I quickly realize that there are release buttons on the inside of each set of doors, but now I am on the outside of the pediatric ward and no way to get in. I pound. Nothing. I pound some more. Nothing. I wait and then pound even longer. Nothing. Eventually someone happens to wonder out and I am able to enter.

After chatting with the nurses for a few minutes, (telling them the story about the needle coming out and how I told the surgeon that the pediatric nurse had done a great job and then asking if they could get her to do it again...) The phone rings and the message is passed on that she is in recovery and I can go to her.

It turns out she wasn't quite in recovery, but I was there when she was wheeled into the room. She was completely out, but when I spoke to her she tried to open her eyes. After a few more minutes she asked me when they were going to do it. I assured her it was all finished.

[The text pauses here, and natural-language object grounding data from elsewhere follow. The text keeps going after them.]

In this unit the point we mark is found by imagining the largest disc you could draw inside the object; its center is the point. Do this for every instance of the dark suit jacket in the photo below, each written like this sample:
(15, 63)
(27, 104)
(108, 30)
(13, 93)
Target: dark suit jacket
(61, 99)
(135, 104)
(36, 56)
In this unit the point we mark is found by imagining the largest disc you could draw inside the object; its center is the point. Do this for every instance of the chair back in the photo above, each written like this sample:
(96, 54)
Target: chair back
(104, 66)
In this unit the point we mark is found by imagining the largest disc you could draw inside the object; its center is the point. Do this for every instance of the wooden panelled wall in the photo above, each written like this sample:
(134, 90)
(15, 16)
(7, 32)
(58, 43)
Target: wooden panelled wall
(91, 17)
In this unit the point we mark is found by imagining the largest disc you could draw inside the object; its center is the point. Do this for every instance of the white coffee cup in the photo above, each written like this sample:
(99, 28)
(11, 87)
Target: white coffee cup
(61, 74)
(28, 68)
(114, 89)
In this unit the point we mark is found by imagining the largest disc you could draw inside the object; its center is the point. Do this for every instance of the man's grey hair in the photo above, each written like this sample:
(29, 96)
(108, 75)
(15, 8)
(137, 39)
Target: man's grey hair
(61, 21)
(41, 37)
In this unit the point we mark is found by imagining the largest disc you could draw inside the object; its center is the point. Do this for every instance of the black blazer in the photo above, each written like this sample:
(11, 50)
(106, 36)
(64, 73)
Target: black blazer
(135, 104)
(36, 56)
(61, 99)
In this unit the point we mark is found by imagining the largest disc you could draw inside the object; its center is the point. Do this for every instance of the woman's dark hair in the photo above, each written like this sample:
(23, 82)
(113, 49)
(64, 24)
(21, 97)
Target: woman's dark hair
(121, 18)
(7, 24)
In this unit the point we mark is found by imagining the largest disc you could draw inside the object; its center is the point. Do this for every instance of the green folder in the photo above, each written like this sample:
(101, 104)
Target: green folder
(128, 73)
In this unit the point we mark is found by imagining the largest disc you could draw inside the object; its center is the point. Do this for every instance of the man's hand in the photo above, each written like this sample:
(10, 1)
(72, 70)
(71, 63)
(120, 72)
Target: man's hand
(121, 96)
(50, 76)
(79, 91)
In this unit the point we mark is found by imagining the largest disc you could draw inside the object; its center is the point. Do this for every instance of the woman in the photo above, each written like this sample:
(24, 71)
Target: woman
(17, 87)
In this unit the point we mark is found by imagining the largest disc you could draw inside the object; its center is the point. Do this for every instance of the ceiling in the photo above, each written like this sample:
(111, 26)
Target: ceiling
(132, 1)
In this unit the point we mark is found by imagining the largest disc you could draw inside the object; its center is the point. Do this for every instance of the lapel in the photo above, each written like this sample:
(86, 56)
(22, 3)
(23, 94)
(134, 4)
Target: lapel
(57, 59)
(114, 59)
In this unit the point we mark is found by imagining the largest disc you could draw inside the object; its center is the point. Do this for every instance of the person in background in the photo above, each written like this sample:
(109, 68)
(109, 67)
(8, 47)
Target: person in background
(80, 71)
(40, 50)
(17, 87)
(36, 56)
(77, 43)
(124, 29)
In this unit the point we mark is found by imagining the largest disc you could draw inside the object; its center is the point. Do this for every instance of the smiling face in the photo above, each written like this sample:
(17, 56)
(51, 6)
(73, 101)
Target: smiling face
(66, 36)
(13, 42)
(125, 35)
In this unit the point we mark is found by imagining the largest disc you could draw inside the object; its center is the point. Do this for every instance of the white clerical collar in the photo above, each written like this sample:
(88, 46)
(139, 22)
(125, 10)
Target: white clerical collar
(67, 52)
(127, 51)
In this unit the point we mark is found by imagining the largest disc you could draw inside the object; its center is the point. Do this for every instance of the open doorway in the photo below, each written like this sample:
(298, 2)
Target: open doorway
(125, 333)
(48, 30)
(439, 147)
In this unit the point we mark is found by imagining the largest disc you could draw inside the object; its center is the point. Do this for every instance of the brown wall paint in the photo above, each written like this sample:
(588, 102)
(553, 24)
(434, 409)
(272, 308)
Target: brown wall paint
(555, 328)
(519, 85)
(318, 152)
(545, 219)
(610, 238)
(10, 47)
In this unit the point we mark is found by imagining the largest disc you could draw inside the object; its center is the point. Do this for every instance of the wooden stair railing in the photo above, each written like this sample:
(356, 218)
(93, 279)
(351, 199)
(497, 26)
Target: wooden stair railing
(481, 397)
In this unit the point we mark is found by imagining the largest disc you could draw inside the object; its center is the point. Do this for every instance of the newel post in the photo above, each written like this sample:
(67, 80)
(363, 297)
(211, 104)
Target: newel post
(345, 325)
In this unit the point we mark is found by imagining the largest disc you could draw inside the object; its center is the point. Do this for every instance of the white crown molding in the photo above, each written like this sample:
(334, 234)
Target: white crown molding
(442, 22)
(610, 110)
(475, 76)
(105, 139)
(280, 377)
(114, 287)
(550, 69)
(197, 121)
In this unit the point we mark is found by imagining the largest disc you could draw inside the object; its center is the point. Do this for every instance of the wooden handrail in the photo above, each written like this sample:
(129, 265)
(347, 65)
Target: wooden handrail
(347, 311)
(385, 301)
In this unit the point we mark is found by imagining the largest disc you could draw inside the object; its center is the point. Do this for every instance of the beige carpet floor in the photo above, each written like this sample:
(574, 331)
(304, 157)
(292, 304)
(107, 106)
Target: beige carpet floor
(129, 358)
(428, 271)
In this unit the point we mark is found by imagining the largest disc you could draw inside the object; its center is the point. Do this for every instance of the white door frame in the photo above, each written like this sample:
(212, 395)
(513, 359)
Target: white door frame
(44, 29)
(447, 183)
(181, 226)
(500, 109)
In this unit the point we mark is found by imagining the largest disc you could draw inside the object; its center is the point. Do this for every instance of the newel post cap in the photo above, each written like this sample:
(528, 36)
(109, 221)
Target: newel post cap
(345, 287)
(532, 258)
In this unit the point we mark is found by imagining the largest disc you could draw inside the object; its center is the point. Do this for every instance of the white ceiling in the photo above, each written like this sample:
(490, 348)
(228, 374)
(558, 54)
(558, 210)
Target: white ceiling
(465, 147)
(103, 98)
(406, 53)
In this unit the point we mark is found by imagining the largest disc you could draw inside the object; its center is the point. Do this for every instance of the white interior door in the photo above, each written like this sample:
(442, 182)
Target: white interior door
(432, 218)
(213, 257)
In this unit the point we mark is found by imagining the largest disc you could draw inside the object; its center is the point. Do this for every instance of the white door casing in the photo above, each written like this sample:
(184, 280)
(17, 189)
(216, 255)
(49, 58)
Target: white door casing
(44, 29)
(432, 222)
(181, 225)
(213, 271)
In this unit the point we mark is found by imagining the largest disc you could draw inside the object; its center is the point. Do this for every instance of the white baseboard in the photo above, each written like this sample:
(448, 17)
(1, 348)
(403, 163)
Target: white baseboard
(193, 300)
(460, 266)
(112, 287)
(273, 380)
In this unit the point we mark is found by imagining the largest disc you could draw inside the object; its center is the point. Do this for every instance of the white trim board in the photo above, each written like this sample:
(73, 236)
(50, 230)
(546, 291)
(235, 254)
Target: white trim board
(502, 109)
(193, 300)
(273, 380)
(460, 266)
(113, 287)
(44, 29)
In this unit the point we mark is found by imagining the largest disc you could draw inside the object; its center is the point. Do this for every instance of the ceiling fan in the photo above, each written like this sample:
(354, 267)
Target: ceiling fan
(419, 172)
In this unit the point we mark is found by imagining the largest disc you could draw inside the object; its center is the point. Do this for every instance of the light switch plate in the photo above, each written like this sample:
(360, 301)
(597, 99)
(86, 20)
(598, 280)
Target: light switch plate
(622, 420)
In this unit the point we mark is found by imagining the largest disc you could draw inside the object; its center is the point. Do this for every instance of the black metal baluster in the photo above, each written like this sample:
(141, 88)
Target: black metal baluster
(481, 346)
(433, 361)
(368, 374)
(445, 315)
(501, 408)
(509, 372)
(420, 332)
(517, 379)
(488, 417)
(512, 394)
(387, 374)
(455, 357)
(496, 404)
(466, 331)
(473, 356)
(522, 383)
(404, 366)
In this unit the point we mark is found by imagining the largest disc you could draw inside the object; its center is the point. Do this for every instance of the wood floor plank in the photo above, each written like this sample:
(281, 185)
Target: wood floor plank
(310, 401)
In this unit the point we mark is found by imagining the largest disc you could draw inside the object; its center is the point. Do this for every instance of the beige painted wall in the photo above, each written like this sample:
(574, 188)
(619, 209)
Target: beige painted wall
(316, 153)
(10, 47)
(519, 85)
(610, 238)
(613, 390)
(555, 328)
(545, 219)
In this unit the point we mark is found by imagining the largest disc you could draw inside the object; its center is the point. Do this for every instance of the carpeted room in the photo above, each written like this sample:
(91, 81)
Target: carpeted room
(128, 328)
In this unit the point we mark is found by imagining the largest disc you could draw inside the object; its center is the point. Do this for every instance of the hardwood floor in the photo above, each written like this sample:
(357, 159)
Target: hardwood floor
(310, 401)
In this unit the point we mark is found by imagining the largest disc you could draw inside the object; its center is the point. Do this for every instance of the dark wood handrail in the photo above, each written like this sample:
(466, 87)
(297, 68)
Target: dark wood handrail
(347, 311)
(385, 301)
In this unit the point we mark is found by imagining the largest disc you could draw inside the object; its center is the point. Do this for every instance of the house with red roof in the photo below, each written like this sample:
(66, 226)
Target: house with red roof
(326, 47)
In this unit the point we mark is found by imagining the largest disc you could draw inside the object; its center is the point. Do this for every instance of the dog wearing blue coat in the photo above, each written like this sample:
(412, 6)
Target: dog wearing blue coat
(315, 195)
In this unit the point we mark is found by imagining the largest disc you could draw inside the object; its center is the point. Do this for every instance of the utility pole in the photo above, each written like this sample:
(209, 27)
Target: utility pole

From here it is a normal tale of recovery room time, slowly trying liquids to ensure there aren't adverse effects of the anesthetic, sleeping, and waiting for discharge. This includes the normal, for here, parts of 'quick' being four hours; dad having to come sign the papers; dad having to do the driving; dad having to make the follow up appointment, etc.

She had slept soundly for about four hours, but was happy to hear food had arrived and sat up as soon as the nurse set down her tray. Since we had been told we were being discharged, Daddy headed our way. After his arrival he was told to go to work and that they would call him in about four hours when we were actually ready to leave (we were waiting for something from the pharmacy to get brought upstairs). G was not happy with the delay as she wanted to be home. Right after this the boy next to us was peeking at us again and I looked at his intake date, posted on the wall above his bed - January 30th. When I shared that tidbit of news with G she didn't complain again. Perspective. As unpleasant as parts of this had been, for both of us, we were only 15 hours from when it had all started and the end was very much in sight. We are still praying for little Mohammed and hope he is able to go home soon.